The bedrock of machine learning. The theory that underpins the algorithms.

  • Kernel machines: A class of algorithms that implicitly map data to a high-dimensional feature space using a kernel function, allowing for non-linear relationships to be modeled.
  • Bias–variance tradeoff: A fundamental concept in supervised learning. Bias refers to errors from erroneous assumptions in the learning algorithm, while variance refers to errors from sensitivity to small fluctuations in the training set.
  • Computational learning theory: The theoretical study of machine learning algorithms, focusing on understanding their learnability and performance guarantees.
  • Empirical risk minimization: A principle in statistical learning theory where a model is chosen to minimize the average loss over the training data.
  • Occam learning: A principle that suggests simpler models are generally preferable to more complex ones, given similar performance.
  • PAC learning: A theoretical framework for analyzing the learnability of concepts, providing bounds on the number of samples and computational complexity required.
  • Statistical learning: A branch of machine learning that focuses on the statistical properties of learning algorithms and the data they operate on.
  • VC theory: A mathematical framework for analyzing the generalization ability of machine learning models, particularly classification algorithms.
  • Topological deep learning: An emerging area that applies concepts from topology to deep learning, aiming to capture structural and relational information in data.

Journals and conferences

Where the advancements are presented, debated, and published. The cutting edge of research.

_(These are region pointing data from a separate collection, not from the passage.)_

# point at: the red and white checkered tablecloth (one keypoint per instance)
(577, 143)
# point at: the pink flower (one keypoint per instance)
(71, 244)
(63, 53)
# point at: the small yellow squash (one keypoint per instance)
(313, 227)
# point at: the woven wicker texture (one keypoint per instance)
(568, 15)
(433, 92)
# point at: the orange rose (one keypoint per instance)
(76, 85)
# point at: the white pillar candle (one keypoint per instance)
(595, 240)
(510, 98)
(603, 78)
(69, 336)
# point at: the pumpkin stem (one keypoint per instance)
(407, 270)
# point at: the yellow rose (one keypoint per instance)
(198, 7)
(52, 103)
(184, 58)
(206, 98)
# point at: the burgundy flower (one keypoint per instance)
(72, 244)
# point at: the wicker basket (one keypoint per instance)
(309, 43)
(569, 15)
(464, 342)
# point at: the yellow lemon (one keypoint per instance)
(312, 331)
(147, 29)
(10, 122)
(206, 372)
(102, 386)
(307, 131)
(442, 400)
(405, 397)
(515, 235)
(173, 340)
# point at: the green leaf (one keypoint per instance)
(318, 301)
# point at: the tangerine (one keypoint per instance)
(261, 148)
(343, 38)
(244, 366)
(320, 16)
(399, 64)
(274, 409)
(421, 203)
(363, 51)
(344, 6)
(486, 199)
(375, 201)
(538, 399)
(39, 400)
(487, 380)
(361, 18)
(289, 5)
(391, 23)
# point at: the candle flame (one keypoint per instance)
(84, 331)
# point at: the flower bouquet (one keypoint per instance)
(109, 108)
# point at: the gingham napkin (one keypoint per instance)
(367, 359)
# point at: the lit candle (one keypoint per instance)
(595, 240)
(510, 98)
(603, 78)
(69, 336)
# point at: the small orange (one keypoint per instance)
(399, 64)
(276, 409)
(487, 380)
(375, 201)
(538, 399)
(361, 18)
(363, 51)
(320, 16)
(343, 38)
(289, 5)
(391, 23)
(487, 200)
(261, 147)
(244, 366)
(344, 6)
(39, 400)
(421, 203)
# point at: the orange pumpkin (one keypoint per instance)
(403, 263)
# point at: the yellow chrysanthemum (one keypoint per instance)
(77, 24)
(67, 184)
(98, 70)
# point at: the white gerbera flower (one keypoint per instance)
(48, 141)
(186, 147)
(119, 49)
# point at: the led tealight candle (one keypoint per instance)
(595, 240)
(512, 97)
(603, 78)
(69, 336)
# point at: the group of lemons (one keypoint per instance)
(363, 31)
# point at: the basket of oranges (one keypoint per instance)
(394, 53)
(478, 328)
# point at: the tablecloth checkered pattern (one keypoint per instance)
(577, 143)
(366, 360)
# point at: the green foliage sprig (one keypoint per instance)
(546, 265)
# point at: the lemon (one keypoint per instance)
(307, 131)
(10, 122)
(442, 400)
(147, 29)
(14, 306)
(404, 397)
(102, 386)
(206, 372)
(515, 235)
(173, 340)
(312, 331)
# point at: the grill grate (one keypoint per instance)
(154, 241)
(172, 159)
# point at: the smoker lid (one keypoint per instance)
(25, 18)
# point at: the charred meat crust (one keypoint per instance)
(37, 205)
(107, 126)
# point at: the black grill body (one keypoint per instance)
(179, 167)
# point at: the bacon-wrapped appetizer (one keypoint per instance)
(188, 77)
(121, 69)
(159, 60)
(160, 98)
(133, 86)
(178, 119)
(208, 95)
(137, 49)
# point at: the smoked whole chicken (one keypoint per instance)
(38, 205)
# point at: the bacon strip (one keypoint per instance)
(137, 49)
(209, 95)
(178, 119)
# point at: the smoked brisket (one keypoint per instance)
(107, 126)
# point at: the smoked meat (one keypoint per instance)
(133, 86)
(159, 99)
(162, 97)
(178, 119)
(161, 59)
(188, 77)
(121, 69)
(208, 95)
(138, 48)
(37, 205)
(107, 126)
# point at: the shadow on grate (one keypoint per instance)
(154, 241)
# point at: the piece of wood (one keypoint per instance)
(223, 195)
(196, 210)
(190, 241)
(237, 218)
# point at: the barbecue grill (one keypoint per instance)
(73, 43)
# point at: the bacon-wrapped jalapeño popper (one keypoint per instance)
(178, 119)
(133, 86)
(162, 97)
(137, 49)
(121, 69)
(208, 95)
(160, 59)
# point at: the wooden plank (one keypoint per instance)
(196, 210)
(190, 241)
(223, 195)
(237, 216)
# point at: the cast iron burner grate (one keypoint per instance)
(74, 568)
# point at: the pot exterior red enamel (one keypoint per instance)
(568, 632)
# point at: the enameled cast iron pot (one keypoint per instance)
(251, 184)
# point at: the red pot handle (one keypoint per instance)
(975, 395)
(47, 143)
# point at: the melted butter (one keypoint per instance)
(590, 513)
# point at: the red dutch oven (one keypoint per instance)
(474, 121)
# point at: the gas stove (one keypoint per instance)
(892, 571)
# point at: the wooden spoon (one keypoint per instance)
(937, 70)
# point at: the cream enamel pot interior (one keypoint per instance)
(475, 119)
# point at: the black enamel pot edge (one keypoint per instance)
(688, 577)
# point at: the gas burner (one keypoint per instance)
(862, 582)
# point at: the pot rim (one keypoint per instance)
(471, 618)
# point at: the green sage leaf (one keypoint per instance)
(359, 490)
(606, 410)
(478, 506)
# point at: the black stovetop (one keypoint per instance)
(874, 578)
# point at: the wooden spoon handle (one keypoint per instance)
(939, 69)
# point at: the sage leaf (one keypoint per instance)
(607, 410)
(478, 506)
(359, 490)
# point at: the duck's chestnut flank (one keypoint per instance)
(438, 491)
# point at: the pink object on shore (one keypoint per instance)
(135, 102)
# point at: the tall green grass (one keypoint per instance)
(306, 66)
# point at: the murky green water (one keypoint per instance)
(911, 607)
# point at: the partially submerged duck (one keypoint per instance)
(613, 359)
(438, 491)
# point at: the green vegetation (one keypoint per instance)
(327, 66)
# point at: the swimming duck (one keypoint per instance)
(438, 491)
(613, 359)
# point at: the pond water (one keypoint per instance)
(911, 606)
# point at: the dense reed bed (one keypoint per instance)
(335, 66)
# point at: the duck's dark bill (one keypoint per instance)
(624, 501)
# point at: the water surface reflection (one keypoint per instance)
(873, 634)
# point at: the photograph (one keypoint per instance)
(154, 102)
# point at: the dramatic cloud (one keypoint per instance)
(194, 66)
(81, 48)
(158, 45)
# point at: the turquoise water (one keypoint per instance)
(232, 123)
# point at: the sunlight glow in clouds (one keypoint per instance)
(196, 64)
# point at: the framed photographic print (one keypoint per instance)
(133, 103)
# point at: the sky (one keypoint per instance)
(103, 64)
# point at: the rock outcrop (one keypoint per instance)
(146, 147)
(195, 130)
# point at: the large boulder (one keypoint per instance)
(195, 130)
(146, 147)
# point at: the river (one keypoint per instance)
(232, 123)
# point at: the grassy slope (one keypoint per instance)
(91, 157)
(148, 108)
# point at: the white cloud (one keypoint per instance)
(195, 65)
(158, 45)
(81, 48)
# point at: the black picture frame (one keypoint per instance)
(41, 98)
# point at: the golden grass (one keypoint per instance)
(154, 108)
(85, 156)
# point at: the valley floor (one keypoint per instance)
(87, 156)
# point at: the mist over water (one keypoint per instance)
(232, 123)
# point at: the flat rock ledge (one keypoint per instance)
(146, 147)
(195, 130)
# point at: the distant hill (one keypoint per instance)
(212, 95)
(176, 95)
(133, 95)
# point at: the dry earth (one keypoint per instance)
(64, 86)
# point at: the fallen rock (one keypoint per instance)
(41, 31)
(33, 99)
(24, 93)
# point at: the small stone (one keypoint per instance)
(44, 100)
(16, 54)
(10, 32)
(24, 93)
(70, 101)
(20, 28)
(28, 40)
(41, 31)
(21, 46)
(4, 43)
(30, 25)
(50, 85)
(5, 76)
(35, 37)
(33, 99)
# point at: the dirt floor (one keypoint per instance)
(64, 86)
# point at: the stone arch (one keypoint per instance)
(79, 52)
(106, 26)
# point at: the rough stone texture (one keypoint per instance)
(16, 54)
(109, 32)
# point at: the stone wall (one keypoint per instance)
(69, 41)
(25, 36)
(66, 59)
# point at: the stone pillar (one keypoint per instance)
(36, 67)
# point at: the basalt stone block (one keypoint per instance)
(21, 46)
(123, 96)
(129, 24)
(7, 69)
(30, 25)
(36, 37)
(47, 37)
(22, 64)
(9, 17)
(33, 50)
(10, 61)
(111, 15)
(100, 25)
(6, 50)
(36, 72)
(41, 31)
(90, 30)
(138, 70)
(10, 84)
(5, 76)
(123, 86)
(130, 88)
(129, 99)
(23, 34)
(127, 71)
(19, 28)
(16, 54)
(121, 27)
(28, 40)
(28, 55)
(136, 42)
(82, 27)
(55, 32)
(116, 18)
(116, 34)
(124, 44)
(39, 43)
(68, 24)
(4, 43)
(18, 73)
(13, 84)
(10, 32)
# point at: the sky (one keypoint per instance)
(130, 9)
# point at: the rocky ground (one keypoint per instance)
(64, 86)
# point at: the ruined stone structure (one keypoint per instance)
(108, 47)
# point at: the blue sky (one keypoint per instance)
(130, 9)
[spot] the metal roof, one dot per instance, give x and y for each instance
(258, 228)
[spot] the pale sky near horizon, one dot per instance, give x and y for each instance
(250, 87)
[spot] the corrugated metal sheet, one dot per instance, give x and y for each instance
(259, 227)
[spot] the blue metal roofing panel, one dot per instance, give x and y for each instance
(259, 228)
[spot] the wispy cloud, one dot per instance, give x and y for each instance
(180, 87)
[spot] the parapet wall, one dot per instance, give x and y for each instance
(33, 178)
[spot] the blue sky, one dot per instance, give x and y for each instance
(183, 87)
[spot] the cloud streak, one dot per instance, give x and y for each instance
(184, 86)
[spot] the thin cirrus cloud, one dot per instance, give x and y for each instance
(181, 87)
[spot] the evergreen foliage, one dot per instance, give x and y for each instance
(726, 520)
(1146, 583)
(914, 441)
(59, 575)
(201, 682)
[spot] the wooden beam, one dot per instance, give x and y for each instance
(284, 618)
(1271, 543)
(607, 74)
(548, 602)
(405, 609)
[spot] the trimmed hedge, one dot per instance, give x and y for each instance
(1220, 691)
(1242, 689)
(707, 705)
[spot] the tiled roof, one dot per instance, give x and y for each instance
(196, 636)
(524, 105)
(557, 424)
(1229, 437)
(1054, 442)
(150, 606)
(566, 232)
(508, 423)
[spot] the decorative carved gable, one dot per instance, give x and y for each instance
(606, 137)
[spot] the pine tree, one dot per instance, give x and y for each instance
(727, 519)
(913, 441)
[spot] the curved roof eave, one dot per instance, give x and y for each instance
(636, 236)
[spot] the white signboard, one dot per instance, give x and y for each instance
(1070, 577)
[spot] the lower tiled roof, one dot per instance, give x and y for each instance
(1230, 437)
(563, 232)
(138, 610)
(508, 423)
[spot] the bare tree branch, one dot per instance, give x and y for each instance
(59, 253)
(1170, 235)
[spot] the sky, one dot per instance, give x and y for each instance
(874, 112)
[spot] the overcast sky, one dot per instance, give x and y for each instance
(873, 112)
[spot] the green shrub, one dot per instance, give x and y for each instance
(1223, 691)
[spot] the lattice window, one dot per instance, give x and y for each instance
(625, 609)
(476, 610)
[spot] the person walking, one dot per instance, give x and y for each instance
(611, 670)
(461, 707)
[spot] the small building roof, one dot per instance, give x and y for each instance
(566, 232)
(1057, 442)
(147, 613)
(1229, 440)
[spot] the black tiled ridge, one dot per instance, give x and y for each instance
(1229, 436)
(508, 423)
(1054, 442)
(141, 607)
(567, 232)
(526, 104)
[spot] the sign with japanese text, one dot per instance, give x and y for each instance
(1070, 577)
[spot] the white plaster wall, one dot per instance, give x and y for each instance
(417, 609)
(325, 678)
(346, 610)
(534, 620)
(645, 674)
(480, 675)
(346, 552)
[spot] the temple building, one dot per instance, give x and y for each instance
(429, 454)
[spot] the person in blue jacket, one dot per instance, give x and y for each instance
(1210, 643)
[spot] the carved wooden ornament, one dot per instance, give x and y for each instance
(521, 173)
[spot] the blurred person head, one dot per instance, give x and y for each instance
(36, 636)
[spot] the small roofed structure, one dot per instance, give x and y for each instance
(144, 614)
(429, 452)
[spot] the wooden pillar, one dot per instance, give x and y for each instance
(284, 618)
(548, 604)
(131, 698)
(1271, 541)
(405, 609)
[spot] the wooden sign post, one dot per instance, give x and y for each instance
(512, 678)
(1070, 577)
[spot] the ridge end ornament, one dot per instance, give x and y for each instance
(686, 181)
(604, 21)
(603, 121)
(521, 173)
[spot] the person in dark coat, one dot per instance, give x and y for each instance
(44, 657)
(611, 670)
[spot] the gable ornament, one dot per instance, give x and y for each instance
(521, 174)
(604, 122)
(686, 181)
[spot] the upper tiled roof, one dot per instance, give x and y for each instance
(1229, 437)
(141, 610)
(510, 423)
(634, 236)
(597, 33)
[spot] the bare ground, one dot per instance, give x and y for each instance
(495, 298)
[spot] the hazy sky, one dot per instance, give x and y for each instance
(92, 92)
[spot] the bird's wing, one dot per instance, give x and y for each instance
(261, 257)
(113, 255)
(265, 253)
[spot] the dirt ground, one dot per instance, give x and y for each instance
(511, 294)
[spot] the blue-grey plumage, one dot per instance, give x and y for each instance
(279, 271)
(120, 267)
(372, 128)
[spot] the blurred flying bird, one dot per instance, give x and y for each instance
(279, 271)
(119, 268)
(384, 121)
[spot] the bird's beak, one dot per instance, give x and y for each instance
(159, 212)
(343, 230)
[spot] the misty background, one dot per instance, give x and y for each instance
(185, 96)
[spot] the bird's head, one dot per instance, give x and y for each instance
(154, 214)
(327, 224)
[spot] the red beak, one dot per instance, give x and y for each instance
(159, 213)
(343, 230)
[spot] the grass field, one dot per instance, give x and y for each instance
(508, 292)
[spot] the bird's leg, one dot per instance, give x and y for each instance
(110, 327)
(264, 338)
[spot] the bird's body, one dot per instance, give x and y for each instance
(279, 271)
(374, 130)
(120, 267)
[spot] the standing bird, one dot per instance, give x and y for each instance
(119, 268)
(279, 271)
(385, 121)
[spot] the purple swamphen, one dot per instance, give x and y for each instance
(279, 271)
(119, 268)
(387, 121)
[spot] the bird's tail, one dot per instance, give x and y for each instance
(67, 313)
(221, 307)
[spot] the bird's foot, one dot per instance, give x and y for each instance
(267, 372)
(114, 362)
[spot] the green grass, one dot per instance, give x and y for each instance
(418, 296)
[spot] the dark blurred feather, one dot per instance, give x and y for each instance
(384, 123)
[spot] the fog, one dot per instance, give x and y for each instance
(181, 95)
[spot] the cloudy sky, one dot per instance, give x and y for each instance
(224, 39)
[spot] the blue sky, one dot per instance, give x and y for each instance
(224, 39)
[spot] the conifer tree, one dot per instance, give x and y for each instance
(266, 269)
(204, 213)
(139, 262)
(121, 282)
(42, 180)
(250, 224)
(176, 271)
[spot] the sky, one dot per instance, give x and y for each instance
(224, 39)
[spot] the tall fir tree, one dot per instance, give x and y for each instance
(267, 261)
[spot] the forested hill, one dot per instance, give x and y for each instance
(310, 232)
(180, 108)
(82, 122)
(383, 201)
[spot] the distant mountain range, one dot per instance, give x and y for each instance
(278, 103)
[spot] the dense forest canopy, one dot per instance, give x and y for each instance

  • AAAI (Association for the Advancement of Artificial Intelligence): A major conference covering all aspects of artificial intelligence.
  • ECML PKDD (European Conference on Machine Learning and Principles and Practice of Knowledge Discovery in Databases): A key European conference for machine learning and data mining.
  • NeurIPS (Neural Information Processing Systems): One of the most prestigious conferences in machine learning and computational neuroscience.
  • ICML: Another top-tier conference dedicated to machine learning.
  • ICLR: Focuses on deep learning and representation learning.
  • IJCAI: A long-standing and broad AI conference.
  • ML: A leading journal in the field.
  • JMLR: An open-access journal widely respected in the machine learning community.

Related articles

Deeper dives into related concepts, for those who can't resist the rabbit hole.


There. A comprehensive, if somewhat bleak, overview. Now, if you'll excuse me, I have more important matters to attend to. Like staring into the void.